The latest revelations raise a question of far more gravity: Did Fitzgerald publicly lie? Let's look at the facts:
• The indictment of Libby that Fitzgerald extracted from the grand jury states that "on or about June 23, 2003, Libby met with New York Times reporter Judith Miller. . . . In discussing the CIA's handling of Wilson's trip to Niger, Libby informed her that Wilson's wife might work at a bureau of the CIA."
• In the Oct. 28 press conference announcing Libby's indictment, Fitzgerald claimed that "in fact, Mr. Libby was the first official known to have told a reporter when he talked to Judith Miller in June of 2003 about Valerie Wilson."
• That assertion is apparently false.
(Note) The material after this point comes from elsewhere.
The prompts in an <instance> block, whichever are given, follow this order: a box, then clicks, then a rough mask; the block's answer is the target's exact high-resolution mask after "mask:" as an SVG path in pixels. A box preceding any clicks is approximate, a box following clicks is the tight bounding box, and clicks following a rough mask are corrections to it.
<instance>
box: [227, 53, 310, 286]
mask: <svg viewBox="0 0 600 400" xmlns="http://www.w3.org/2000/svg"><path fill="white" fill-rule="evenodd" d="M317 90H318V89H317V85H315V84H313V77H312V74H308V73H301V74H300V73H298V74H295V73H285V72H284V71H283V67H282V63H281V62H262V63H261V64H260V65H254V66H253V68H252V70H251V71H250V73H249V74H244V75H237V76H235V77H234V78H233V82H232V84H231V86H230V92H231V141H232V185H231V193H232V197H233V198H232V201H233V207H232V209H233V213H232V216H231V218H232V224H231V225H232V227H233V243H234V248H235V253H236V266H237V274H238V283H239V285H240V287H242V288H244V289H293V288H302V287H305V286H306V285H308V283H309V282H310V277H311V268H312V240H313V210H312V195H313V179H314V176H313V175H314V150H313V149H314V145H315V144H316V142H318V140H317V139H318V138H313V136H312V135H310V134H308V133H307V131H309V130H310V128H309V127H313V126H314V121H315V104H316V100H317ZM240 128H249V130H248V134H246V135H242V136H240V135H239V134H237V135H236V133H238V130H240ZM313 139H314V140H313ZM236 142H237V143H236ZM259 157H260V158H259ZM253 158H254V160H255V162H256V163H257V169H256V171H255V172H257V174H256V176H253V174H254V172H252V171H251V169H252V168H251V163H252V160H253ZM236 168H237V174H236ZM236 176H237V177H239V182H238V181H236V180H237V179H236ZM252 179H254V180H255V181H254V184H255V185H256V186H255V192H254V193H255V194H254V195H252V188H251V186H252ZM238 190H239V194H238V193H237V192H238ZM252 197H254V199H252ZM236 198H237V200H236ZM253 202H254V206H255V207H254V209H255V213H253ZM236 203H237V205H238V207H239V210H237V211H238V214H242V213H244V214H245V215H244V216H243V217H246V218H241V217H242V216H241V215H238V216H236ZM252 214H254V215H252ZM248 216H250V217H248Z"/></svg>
A soon-to-be-released book, "Hubris," by Newsweek's Michael Isikoff and The Nation magazine's David Corn, finds that Armitage revealed Plame's identity in a meeting with The Washington Post's Bob Woodward a week before the Libby-Miller meeting in June 2003. In a Newsweek preview of the book, Isikoff cites "three government officials, a lawyer familiar with the case and an Armitage confidant" as sources for when the Armitage-Woodward conversation took place.
• Armitage is also clearly columnist Robert Novak's primary source for his July 2003 column, which was the first piece to identify Plame. On Sunday's "Meet the Press," Novak complained that "the time has way passed for my source to identify himself."
• Isikoff notes that "Armitage himself was aggressively investigated" by Fitzgerald. So Armitage fessed up at the outset. Fitzgerald long ago knew whom Armitage talked to and when. And he knew it was Armitage, not Libby, who was responsible for outing Plame (whose status as a secret CIA operative was dubious at best).
• Fitzgerald's contention in October that Libby was "the first official known to have told a reporter . . . about Valerie Wilson" may therefore have been a lie.
Fitzgerald knew in the early days of his politicized witch hunt that no crime was committed. No one intentionally revealed the identity of a truly covert agent. Yet he made a reporter, Miller, spend nearly 90 days in jail for refusing to reveal her source.
Meanwhile, Fitzgerald refused to reveal to the public the true source. From top to bottom, this has been one of the most disgraceful abuses of prosecutorial power in this country's history. That it's taking place at a time of war only magnifies its sordidness.
We wouldn't be surprised if Fitzgerald ran for high elective office in the next few years — likely as a Democrat. The Plame case proves he can bend the truth with the proficiency of the slickest of pols."